KILLEEN, Texas — George Powell has spent more than a decade behind bars for a crime he says he didn't commit. A judge is finally saying the case deserves another look.
Powell has served 10 years of a 28-year sentence after he was accused of robbing a 7-11 in Killeen.
"I have to laugh to keep from crying, trying to find the strength to turn this pain into a smile," Powell said.
Powell was arrested after video from June 9, 2008, showed a man armed with a gun demand money and cigarettes from a Killeen 7-11, before running away. At the time, police believed this suspect was connected to four other robberies around Central Texas.
In early February, after several hearings last year, Bell County Judge John Gauntt found that Powell should be granted a new trial, saying Powell's due process rights were violated. The case will go to the Texas Court of Criminal Appeals for review.
"This is really happening," Powell said. "I'm really in prison for something I had nothing to do with."
Powell's attorneys showed a false testimony from a jailhouse informant and major height discrepancies between Powell and the suspect captured in the crime video.
"They're right in front of each other," Powell said. "Does he look 6 foot three? Does he look like he's towering over her? Do you see any resemblance?"

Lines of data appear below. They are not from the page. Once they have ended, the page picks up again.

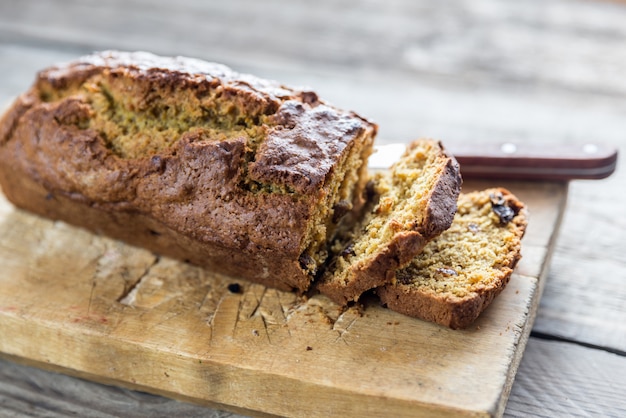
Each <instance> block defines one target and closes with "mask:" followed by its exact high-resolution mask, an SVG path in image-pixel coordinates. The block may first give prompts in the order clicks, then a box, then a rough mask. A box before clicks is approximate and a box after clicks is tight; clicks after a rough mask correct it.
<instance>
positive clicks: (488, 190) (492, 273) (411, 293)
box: [376, 188, 527, 329]
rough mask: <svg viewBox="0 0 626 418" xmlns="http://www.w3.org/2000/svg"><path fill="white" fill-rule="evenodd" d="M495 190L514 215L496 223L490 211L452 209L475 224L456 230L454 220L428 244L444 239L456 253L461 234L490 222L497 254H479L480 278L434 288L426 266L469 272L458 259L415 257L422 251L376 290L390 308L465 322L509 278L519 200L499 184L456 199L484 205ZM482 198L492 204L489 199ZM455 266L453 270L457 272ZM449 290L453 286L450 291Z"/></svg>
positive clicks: (520, 237)
mask: <svg viewBox="0 0 626 418" xmlns="http://www.w3.org/2000/svg"><path fill="white" fill-rule="evenodd" d="M498 193H499V194H501V195H502V197H503V199H504V201H505V206H507V207H509V208H511V209H512V210H513V213H514V215H515V216H514V217H513V218H512V219H511V220H510V221H509V222H506V223H501V221H500V219H499V218H498V216H497V215H495V214H490V218H491V219H487V218H486V217H485V216H481V217H477V216H476V215H473V214H471V213H469V212H468V213H467V214H464V215H457V218H462V219H463V222H465V224H467V225H476V229H473V228H471V229H472V230H471V231H470V230H468V231H467V232H461V233H460V234H459V230H460V228H455V227H454V225H453V227H452V228H451V229H450V231H446V232H444V233H443V234H442V235H440V236H439V237H438V238H436V239H435V240H433V242H432V245H433V248H434V247H439V248H442V247H443V246H444V245H445V246H449V247H450V250H451V251H453V252H454V253H455V254H458V253H462V252H463V251H464V248H463V246H462V245H461V241H462V240H463V239H464V235H475V234H482V233H483V232H485V231H481V230H480V229H481V228H483V229H484V228H490V229H491V232H492V233H493V234H495V235H498V236H500V237H503V239H502V242H503V245H502V247H498V248H495V251H496V253H497V254H496V256H497V258H498V259H497V260H496V259H495V258H494V259H490V258H489V257H490V256H489V255H487V256H484V258H485V260H484V261H485V262H487V263H488V264H489V265H490V266H491V267H489V270H488V274H485V275H484V278H483V279H482V280H481V281H479V282H477V283H473V280H472V279H467V278H465V279H459V281H460V282H457V283H456V285H457V286H458V288H457V289H452V287H453V286H454V285H455V284H454V283H450V284H448V283H446V284H444V285H441V286H440V287H439V288H437V289H435V288H434V287H433V286H431V285H429V284H427V283H428V281H427V279H426V275H427V274H428V273H430V272H429V271H426V270H425V269H431V270H432V269H435V268H436V269H437V270H450V271H449V272H448V271H444V273H443V274H442V275H441V276H440V277H443V276H445V275H447V274H451V273H453V274H454V276H457V274H458V277H466V275H469V274H470V273H471V272H463V271H462V270H463V266H461V265H455V266H450V265H451V264H454V262H452V261H450V260H438V262H439V261H442V262H443V264H441V263H439V264H435V263H434V262H433V260H430V261H429V262H427V263H421V260H419V259H420V257H427V256H430V255H426V253H424V254H422V255H420V256H418V257H416V259H415V260H416V261H414V262H412V263H411V264H410V265H409V266H408V267H406V268H405V269H403V270H400V271H398V272H397V273H396V280H395V283H394V284H388V285H386V286H383V287H381V288H379V289H377V290H376V292H377V294H378V295H379V297H380V299H381V301H382V302H383V303H384V304H385V305H386V306H387V307H388V308H389V309H392V310H394V311H397V312H400V313H403V314H405V315H409V316H412V317H416V318H420V319H424V320H427V321H431V322H435V323H438V324H441V325H444V326H448V327H450V328H453V329H458V328H466V327H468V326H469V325H471V324H472V323H473V322H474V321H475V320H476V319H477V318H478V316H479V315H480V314H481V313H482V312H483V311H484V310H485V309H486V308H487V306H489V304H491V302H492V301H493V299H494V298H495V297H496V296H497V295H498V294H499V293H500V292H501V291H502V290H503V289H504V287H505V286H506V284H507V283H508V282H509V280H510V278H511V274H512V273H513V270H514V268H515V266H516V264H517V262H518V261H519V260H520V258H521V253H520V249H521V239H522V237H523V235H524V232H525V230H526V225H527V220H526V212H525V208H524V205H523V203H522V202H520V201H519V200H518V199H517V198H516V197H515V196H514V195H513V194H511V193H510V192H509V191H508V190H506V189H503V188H494V189H488V190H484V191H481V192H474V193H471V194H467V195H462V196H461V197H460V199H459V201H460V202H461V201H463V202H465V203H466V204H473V205H474V206H476V207H479V206H484V205H485V202H486V201H487V202H490V198H489V196H490V195H497V194H498ZM487 204H488V205H492V203H487ZM472 216H473V217H472ZM457 218H455V223H460V220H459V219H457ZM478 225H481V226H480V227H479V226H478ZM463 231H465V230H463ZM487 242H488V241H485V244H486V243H487ZM455 245H456V247H455ZM429 254H430V253H429ZM496 256H491V257H496ZM472 257H473V255H470V254H468V255H467V256H466V257H465V258H466V259H467V261H468V265H469V264H470V262H471V261H472V260H470V259H471V258H472ZM435 258H436V256H435ZM418 264H420V265H422V264H429V266H428V267H427V268H426V267H423V266H421V267H416V266H417V265H418ZM440 264H441V265H442V266H446V267H445V268H443V269H442V268H441V267H437V266H440ZM459 264H460V263H459ZM455 269H457V270H458V273H457V272H456V271H455ZM467 277H469V276H467ZM461 280H467V281H465V282H464V281H461ZM444 288H445V289H444ZM453 290H456V291H457V292H456V293H455V292H454V291H453ZM459 292H460V293H459Z"/></svg>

Powell spoke with KCEN Channel 6 News reporter Emani Payne from behind bars once again to share his thoughts on the latest developments.
Powell said being incarcerated for so long while trying to prove his innocence is challenging.
"How do you stay sane in here? You don't,” Powell said. You don't start living until you've lost your life, I understand now what it means. You don't realize how precious and priceless life is until you've lost everything."
Powell just turned 46 in January, and it was his 10th birthday behind bars.
Powell said Gauntt made the right decision recommending a new trial, and the best birthday gift he could receive would be the ability to clear his name for good.
"Judge John Gauntt did the right thing. I'm innocent. Now we have to see what the Court of Criminal Appeals will do,” Powell said. “If I get out of here, I will spend my life helping wrongfully convicted people."
George Powell got the news of judge Gaunt's recommendation first from his fiancé, Tamara Powell, and then his attorneys at the Innocence Project. Both said it's been a long time coming.
"It's definitely been a tough journey," Tamara Powell said. "I've been in it for six years now, and we're gonna do everything we can to still prove that innocence."
Attorney Mike Ware said things are finally starting to look up for George Powell.
"This is good news, it's certainly very encouraging," Ware said. "A lot of this is what we've been saying all along about the prosecutorial misconduct."
George Powell said he's positive he'll win his appeal.
"Once they look at the case detail for detail, I am confident they will grant me my actual innocence," he said.
He also said he wants to see District Attorney Henry Garza held accountable.
"I've written him 50 letters from the time this happened, to me begging him 'please don't make this mistake you've got the wrong guy please undo this,' and not once did he apparently even consider it," he said.
Finally, he said if he does finally get out, his new life mission would focus on advocating for people who were wrongfully convicted.
"You don't realize how precious and priceless life is, until you've lost everything," he said. "And if I get out I promise you: I will dedicate my whole life to this."
The Texas Court of Criminal Appeals has not said when it will make its ruling.
District Attorney Henry Garza sent the following statement to KCEN Channel 6:
We are in the process of reviewing Judge Gauntt's findings and recommendations. We intend to file objections to the Court findings, as we are of the belief that they are not supported by the evidence at the hearing. We will await for a final determination from the Court of Appeals and proceed accordingly.